Comment 17 Cory Coager 2007-05-02 23:51:38 UTC

Created attachment 118001 [details]
kernel config for 2.6.21-gentoo

Comment 18 Cory Coager 2007-05-02 23:52:54 UTC

Created attachment 118002 [details]
dmesg for kernel 2.6.21-gentoo

Comment 19 Duane Griffin 2007-05-03 01:36:01 UTC

Do you have another machine that you can use while testing? If so you should be able to use netconsole to catch any last words from the kernel. From your config it appears you are already compiling it in. Its configuration and use is described in Documentation/networking/netconsole.txt under your kernel source tree.

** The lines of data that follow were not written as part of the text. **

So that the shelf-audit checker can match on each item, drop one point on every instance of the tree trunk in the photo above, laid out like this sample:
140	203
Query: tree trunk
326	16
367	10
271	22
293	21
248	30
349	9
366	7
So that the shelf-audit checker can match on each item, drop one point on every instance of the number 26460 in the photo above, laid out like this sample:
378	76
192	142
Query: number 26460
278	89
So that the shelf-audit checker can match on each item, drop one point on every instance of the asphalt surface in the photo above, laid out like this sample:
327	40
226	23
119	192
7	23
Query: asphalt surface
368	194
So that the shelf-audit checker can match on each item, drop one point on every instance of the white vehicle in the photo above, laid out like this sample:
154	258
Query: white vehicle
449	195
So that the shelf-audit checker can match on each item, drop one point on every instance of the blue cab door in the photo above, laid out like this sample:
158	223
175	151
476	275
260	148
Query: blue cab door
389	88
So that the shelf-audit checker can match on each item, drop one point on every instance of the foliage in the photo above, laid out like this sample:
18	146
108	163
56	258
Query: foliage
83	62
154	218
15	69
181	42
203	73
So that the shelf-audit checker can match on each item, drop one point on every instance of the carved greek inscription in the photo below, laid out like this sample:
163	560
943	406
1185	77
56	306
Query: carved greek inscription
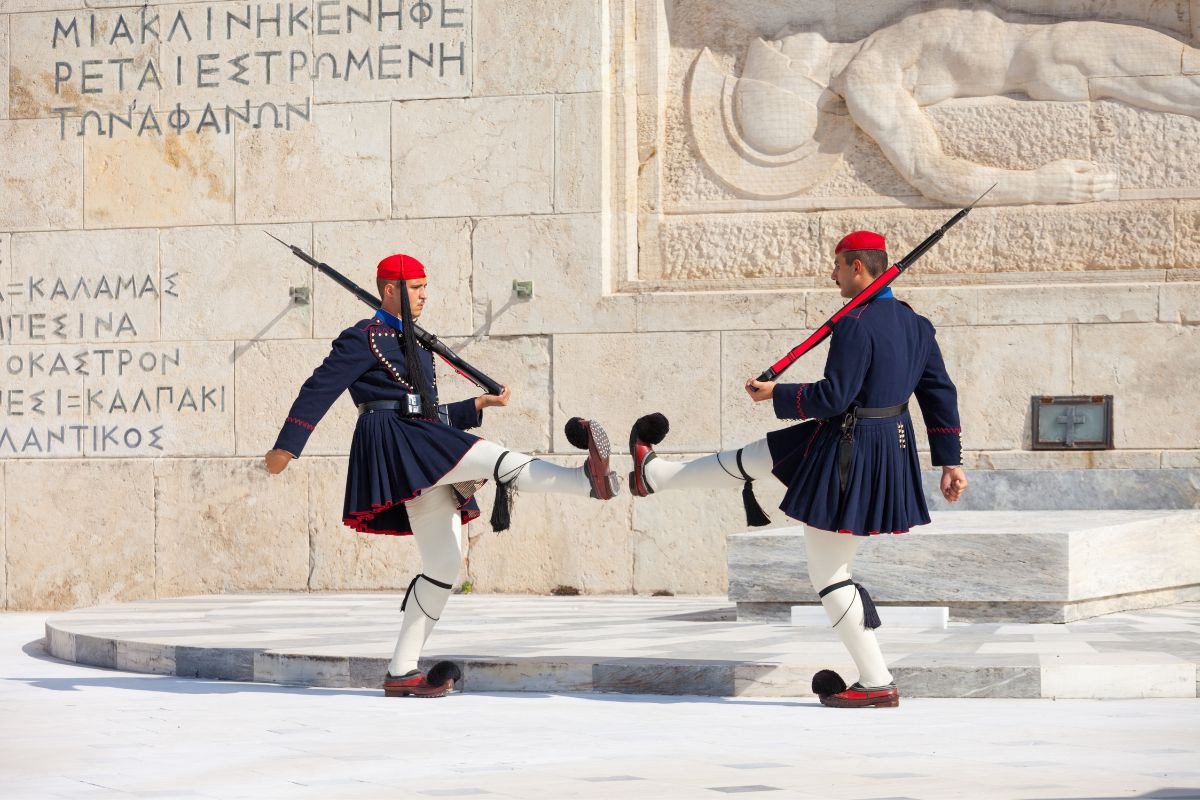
75	380
223	49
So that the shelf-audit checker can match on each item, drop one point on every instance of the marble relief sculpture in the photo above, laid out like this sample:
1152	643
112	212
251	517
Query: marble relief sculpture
785	124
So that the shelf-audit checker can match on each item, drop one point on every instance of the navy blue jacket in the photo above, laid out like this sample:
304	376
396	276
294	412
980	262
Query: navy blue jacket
369	360
880	354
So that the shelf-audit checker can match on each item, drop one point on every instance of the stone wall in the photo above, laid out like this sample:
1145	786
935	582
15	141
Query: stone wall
150	344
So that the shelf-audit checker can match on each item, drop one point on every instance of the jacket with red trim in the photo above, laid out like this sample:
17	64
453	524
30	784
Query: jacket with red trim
881	354
354	365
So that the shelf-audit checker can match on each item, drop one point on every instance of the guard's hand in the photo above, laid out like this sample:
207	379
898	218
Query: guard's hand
277	461
954	481
489	401
760	390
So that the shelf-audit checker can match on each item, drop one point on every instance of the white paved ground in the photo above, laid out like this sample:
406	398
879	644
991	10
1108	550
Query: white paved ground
76	732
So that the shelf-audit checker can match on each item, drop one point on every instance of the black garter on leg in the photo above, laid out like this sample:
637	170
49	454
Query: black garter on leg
870	615
412	584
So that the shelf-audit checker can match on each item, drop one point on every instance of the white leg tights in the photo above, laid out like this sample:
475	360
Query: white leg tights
715	471
829	560
437	528
525	473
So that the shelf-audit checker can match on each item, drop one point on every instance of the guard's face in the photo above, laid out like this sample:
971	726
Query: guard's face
417	293
844	276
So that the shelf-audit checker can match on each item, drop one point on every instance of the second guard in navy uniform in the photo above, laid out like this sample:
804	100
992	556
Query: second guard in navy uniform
413	467
851	467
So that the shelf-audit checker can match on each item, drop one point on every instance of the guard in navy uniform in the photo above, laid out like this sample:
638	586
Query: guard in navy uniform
413	467
851	467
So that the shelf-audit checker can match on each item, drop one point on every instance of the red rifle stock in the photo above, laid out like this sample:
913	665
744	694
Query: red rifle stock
863	296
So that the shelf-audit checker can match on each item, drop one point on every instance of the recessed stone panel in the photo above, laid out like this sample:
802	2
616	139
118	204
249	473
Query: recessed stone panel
469	157
577	152
343	559
995	389
234	282
4	67
538	47
354	248
629	374
1012	134
95	286
1180	304
523	364
167	398
228	525
151	180
426	50
1150	370
1187	235
1129	142
64	560
724	248
78	62
269	377
555	541
1125	302
711	311
1095	236
1181	134
331	167
42	175
561	256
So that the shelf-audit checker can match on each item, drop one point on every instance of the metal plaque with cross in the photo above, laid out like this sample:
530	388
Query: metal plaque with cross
1077	422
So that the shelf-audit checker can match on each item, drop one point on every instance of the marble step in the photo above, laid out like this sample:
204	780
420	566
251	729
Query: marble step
1020	566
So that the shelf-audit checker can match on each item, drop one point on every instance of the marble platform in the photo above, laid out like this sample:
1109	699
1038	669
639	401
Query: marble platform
631	644
1018	566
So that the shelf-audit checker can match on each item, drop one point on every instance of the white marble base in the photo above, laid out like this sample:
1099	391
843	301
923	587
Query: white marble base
1026	566
921	617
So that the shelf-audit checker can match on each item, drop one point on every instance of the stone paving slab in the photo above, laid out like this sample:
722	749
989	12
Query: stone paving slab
660	645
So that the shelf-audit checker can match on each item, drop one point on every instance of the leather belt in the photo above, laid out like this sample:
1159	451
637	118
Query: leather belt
409	407
881	413
846	444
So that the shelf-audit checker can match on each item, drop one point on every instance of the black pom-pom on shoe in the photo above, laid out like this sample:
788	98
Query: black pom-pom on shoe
827	683
576	432
444	672
652	428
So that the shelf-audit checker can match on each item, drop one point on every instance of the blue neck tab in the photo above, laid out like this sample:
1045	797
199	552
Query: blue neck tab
389	319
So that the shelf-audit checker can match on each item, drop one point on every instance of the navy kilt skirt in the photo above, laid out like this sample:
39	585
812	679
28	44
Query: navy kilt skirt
883	492
393	459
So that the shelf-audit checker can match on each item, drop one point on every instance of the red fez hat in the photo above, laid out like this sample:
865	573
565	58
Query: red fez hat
400	268
861	240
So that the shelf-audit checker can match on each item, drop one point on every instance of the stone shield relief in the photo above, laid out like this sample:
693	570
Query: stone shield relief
774	132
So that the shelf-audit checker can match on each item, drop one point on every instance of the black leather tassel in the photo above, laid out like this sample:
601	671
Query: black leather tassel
502	510
870	615
755	516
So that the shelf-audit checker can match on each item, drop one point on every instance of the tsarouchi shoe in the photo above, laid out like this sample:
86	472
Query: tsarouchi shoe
591	434
438	683
864	697
647	432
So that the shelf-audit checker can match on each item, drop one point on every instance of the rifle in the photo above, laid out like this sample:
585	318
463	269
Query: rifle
429	340
876	286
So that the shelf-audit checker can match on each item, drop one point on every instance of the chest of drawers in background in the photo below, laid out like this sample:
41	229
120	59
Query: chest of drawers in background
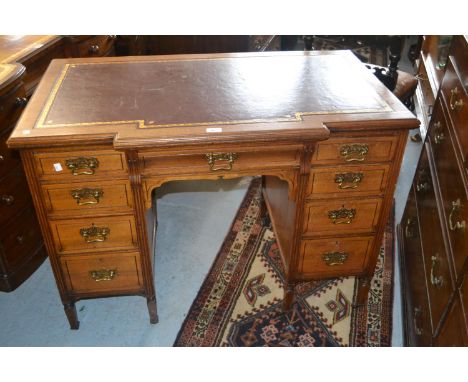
23	60
21	246
433	237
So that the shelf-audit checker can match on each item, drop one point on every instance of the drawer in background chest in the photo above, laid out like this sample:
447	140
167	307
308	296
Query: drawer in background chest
102	273
88	197
14	194
326	182
341	216
340	150
334	257
20	238
94	234
80	165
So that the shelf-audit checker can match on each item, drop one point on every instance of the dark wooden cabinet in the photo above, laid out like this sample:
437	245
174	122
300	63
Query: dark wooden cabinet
21	244
432	234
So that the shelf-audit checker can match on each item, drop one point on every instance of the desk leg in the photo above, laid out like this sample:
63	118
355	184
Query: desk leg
363	290
152	309
70	311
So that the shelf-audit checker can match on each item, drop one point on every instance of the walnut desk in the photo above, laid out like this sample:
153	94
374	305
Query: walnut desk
99	135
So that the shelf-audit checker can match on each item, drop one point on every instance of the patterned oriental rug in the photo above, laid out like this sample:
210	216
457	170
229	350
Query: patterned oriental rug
239	303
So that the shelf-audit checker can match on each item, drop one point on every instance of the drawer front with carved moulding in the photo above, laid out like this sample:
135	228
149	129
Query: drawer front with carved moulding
338	150
224	159
335	256
102	273
80	165
88	197
418	320
438	276
454	198
454	92
347	216
358	180
94	234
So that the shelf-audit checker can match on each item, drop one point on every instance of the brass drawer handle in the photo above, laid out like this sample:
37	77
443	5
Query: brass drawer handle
335	258
224	157
455	209
95	234
417	312
352	153
454	103
439	135
21	101
93	49
436	281
342	216
87	194
103	274
7	200
82	165
348	180
409	228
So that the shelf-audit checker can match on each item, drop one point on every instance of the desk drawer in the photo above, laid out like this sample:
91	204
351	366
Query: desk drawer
88	197
80	165
454	197
100	273
326	182
457	102
14	194
338	150
221	160
344	216
334	257
94	234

It might also be interesting to see exactly what is happening when the crash occurs. Try emerging dev-util/strace and running "strace -f emerge --info > /dev/null" instead of just "emerge --info". What is the last few lines on the console when it dies and is it consistent at all?

Is the chroot on an XFS filesystem? If so, and you have some spare space lying around, it might be worth creating an ext3 filesystem, copying the data across, and seeing whether it is reproducible on that.

One last thing (for now). You have MCE support compiled into your kernel. Could you emerge app-admin/mcelog and run /usr/sbin/mcelog (as root) after a crash. That might tell you if something is going wrong with your hardware.

Comment 20 Duane Griffin 2007-05-03 21:41:54 UTC

Sorry, Daniel just kindly pointed out to me that mcelog is non-persistent, so scratch that idea. It won't help us with this bug.

Comment 21 Cory Coager 2007-05-09 00:37:03 UTC

I turned on logging via netconsole and turned up the logging to 9.  Unfortunately it didn't send any information when the machine locked up.

I tried using strace but unfortunately it wasn't consistent after a few tries.

I have a 32-bit chroot on both xfs and ext3, same result on both.

Comment 22 Duane Griffin 2007-05-10 14:42:54 UTC

With XFS ruled out, no messages from the kernel and no particular syscall causing the crash it sounds very much like a hardware issue. If you have the opportunity you could try swapping in a different CPU. Other than that I'm out of ideas, sorry.

Comment 23 Daniel Drake (RETIRED) gentoo-dev

2007-05-10 22:40:14 UTC

I agree with the above and I do suspect hardware here. It may sound odd, but I have seen faulty processors in the past which work fine in 32bit mode but crash horribly in 64bit mode, and I guess the opposite is not impossible.

If you're convinced this must be a kernel bug, I suggest you continue this by mailing the linux kernel mailing list. See http://www.tux.org/lkml
There's not a lot more we can do downstream -- sorry.